New satellite images showing their continued campaign of construction has led experts to believe that the secretive state is now ramping up their nuclear program.
The news comes merely weeks after Kim Jong-un deployed two ballistic missile tests into the Sea of Japan, in what was branded a "show of strength" to intimidate US President Joe Biden.
Since being elected, Biden has been keen to get North Korea to engage in talks about its nuclear programme, but they have ignored the pleas and instead launched projectiles from its east coast.
After deploying a second missile in a period of less than 24 hours, the country was branded a “catastrophic threat” by global security forces.
Experts told The Sun Online that North Korea had been funding massive cyber heists, carrying out illegal trades and even selling arms to terrorist in their new bid to wipe out the west, prompting security concerns.
Now, new satellite footage has emerged that shows increased activity at the Youngbyon Nuclear Science and Weapons Research Centre which is located about 100km from the country's capital Pyongyang.
In the images, a coal-fired steam plant can be seen in operation at the site, which is rumoured to be the location where the state’s estimated four dozen nuclear weapons are housed.
North Korea analysis site 38 North said: "Commercial satellite imagery of the Yongbyon Nuclear Scientific Research Center indicates that there has been heightened activity at the Radiochemical Laboratory (RCL) since late February.
"Currently, there is no definitive evidence that the coal-fired Thermal Plant, which supplies steam to the RCL, is operating for the purpose of a new campaign to extract plutonium from spent fuel (reprocessing).”
They concluded: "Plausible alternative explanations include that the North Koreans plan to process radioactive waste or conduct some type of operational maintenance."

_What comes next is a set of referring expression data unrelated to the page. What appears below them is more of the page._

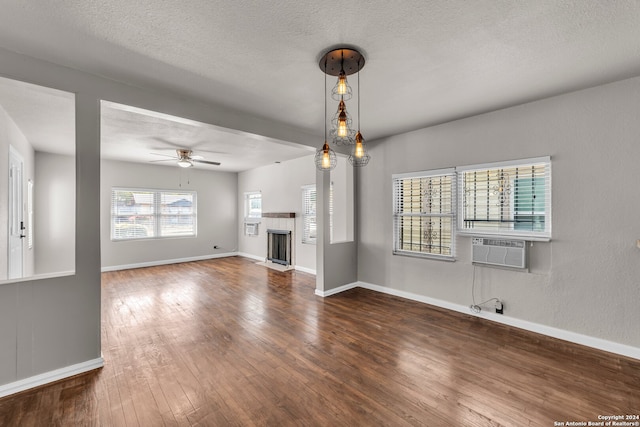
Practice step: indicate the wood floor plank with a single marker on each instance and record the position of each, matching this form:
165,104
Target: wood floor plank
226,342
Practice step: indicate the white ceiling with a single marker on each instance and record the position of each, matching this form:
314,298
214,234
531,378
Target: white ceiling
427,62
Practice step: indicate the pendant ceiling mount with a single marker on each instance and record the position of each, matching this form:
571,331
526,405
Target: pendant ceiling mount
336,60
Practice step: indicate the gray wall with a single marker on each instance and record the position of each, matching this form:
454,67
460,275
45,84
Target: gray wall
586,279
281,187
55,213
217,215
54,323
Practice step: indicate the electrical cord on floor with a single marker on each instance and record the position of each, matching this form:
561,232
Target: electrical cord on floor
477,308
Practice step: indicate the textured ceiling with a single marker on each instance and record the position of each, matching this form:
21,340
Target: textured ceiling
427,62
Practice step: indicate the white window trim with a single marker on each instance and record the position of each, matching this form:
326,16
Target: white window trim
426,174
248,218
528,235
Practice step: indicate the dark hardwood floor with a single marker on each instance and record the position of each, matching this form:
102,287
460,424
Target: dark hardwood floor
227,342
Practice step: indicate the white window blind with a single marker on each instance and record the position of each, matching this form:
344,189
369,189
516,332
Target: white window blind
424,213
146,213
252,206
309,226
508,199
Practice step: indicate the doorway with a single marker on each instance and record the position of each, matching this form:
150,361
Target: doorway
16,215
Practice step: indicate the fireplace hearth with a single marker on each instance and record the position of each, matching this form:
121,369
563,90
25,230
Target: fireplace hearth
279,246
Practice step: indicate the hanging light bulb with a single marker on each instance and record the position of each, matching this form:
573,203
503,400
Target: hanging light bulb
358,151
325,158
342,91
359,156
341,130
342,125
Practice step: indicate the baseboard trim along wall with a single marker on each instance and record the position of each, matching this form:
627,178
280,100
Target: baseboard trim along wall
51,376
167,261
597,343
262,259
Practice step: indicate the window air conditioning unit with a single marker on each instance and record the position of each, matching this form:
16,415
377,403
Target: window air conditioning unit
499,252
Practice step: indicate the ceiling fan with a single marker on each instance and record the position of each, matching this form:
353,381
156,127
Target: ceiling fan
185,158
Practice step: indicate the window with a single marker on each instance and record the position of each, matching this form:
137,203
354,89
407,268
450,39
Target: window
508,199
144,214
309,226
252,207
424,214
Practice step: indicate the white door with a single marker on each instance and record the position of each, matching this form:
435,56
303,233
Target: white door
16,215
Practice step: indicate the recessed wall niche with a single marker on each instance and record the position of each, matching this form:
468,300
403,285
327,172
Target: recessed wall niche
37,181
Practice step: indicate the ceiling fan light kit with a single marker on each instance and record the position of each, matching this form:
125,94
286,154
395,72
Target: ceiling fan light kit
341,62
186,159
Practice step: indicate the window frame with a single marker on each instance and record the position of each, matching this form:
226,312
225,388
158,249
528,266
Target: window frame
156,213
309,218
509,230
450,214
249,217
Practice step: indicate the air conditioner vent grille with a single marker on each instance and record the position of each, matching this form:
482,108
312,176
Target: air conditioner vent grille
499,252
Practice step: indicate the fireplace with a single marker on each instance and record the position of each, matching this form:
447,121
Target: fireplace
279,246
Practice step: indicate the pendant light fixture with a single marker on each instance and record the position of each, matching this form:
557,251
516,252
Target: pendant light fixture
359,156
325,157
343,62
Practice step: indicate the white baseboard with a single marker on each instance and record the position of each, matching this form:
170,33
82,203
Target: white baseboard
305,269
586,340
250,256
51,376
167,261
338,289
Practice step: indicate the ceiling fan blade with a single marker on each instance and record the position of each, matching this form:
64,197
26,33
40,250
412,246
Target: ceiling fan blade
206,162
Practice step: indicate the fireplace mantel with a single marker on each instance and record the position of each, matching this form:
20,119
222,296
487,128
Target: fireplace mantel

The continued activity on the war front has emerged after dictator Kim Jong-un conflictingly admitted North Korea is facing its "worst-ever situation" amid a failing economy and the coronavirus pandemic
Kim made the comments while addressing thousands of members of his ruling party during a political conference in the capital Pyongyang.
He said: "Improving the people's living standards, even in the worst-ever situation in which we have to overcome unprecedentedly numerous challenges depends on the role played by the cells, the grassroots organisations of the party."
The dictator also urged people at the meeting to execute the decisions made in his new announcements, including to staunchly support his nuclear deterrent in the face of mounting tensions with the US.
Kim has also came under fire this week after it was announced he was opening a Nuke School which will focus on “hypersonic missile technology.”
It marks an attempt to step up their nuclear abilities incorporating future generations, and follows a related order on Jan 3 by the state to establish research facilities at the Academy of Sciences, with authorities keen to train more specialists who could fulfill the efforts to “prepare for tests.”
The students at college, who started their academic year on April 1, will be carefully monitored and given specific ideological education.